Dynamics of vortex defect formation in two dimensional Coulomb crystals

TL;DR

This paper investigates how topological vortices form in two-dimensional Coulomb crystals during a phase transition, using simulations and theory to understand defect creation and relaxation dynamics.

Contribution

It demonstrates the formation of stable vortices during a structural phase transition in ion Coulomb crystals and connects defect density scaling to Kibble-Zurek theory.

Findings

Vortex defects are created during the phase transition.

Defect density scales with quench rate as predicted by Kibble-Zurek.
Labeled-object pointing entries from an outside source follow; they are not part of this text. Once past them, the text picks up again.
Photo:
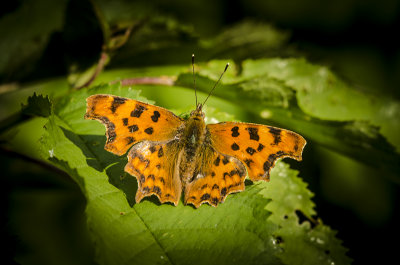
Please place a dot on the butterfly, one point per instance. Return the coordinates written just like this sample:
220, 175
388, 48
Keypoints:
169, 155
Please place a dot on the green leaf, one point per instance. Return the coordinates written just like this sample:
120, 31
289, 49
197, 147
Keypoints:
38, 106
312, 101
244, 229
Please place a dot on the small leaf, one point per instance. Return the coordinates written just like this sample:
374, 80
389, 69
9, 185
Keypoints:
37, 106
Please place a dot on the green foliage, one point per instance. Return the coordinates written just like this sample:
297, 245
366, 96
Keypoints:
268, 223
250, 227
313, 101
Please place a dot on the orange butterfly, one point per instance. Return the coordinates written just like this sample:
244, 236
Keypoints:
171, 154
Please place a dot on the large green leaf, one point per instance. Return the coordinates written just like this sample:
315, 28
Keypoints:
250, 227
311, 100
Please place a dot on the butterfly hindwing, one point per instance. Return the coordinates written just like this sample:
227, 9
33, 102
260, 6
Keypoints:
130, 121
257, 146
220, 175
154, 166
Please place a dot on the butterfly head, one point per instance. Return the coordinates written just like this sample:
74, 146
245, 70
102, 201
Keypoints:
198, 113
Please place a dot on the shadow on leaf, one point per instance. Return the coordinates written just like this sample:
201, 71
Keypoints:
92, 147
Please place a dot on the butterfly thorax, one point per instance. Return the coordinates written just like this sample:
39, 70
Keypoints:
193, 141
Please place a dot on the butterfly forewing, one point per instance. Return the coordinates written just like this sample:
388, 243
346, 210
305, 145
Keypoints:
257, 146
130, 121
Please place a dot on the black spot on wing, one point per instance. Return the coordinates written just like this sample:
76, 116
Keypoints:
235, 147
111, 134
152, 149
149, 130
205, 196
155, 116
129, 140
216, 161
138, 111
253, 133
276, 133
250, 150
157, 190
160, 152
116, 103
235, 131
133, 128
260, 147
223, 191
248, 162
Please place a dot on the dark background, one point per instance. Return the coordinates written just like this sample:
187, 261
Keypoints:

Vortex-antivortex pairs annihilate, leading to diffusive defect relaxation.

Abstract

We study the non-equilibrium dynamics of two dimensional planar ion Coulomb crystals undergoing a structural buckling transition to a three plane configuration, driven by a reduction of the transverse confining frequency. This phase transition can be theoretically modeled using a mapping to a two dimensional Ginzburg-Landau theory with complex order parameter field. We demonstrate that finite rate quenches result in creation of stable topological vortices, which are localized point regions around which the phase of the order parameter field winds a multiple of 2{\pi}. The density of the defects as a function of quench rate is investigated using molecular dynamics simulations and its scaling is shown to be consistent with Kibble-Zurek theory of defect formation. Following the quench, the annihilation of vortex and anti-vortex pairs results in the relaxation of defect density that follows a diffusive scaling with a logarithmic correction. This work highlights the potential for investigating complex non-equilibrium statistical physics of topological defects in an experimentally accessible ion trap setting.